Koloi highlights that she was not working at the time. At the point of starving with her children, Koloi gathered the courage to go to the magistrate’s court and sue her husband for maintenance. He was ordered to pay P300 per month for maintenance, but would only do so under threat from the police.

The physical abuse continued meanwhile, Koloi writes;

“The sour life of mine with my children went on until I decided to go back to court and ask for a restraining order because life was just horrible. However, he did not stay away from the yard completely as he had been ordered. Instead, he walked in and out as he pleased and the abuse continued. One day I visited the S&CD offices for help. I was lucky to be introduced to Gender Links that very day in 2013.”

Koloi started attending workshops where she shared her problems with others, and learnt how to handle her problems. She later attended business training.

“This has been helpful because now I have a lot of ideas of how I can make a better living. In the meantime, my relationship with my husband is better. I ended up restraining myself and kids from him in order to live a safer life,” she notes.

She advises people in abuse not to keep the issue a secret as they could die young or end up being crippled. Koloi urges those suffering in silence to reach out for the various programmes out there in order to improve their lives.

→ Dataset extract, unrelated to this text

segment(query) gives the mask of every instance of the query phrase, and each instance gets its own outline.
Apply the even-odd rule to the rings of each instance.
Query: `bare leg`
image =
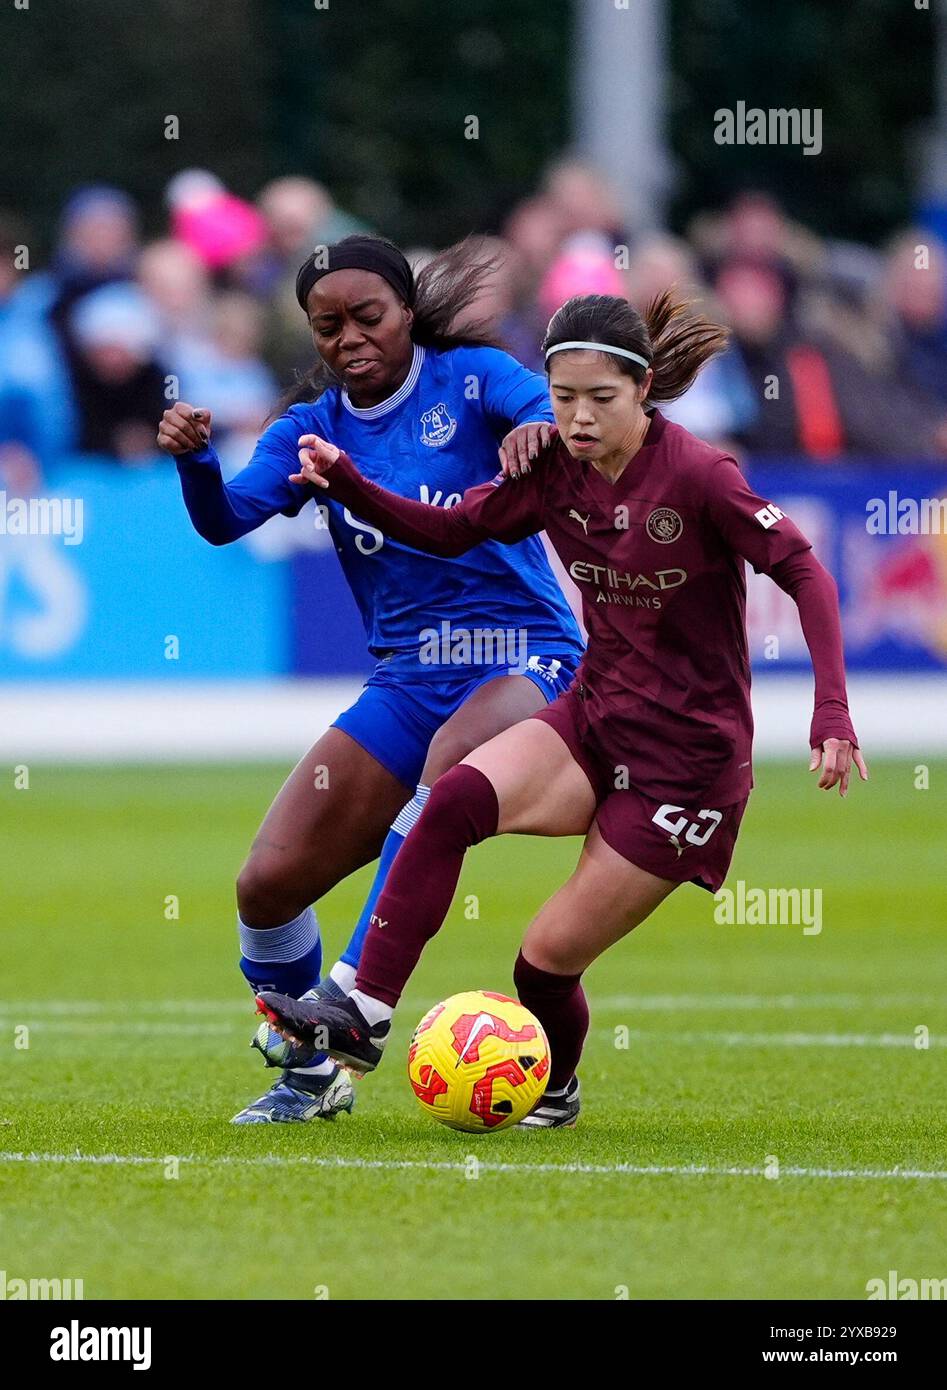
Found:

Matlhogonolo Dirang, a 33-year-old from Papatlo in the Barolong farms, joined Gender Links workshops in 2014 where she learnt about different issues that affect people’s daily lives. Before joining the NGO, she too was in an abusive relationship.

“I did not know where to go for help at the time. I was experiencing emotional and sexual abuse that was so bad that I finally had to end the relationship particularly because the man I was having a relationship with was threatening to kill me then kill himself. I had no one to reveal these things to until I came across Gender Links,” she noted.

Dirang said after learning how to become an entrepreneur, she started a business doing laundry in the homes of some employees.

“The business also provided me with pocket money and I found myself able to buy things without relying on anyone. In our village there is a serious shortage of water and as a result, my business suffers but I do not give up,” she said.

Dirang has since met a new love and is looking forward to a bright future.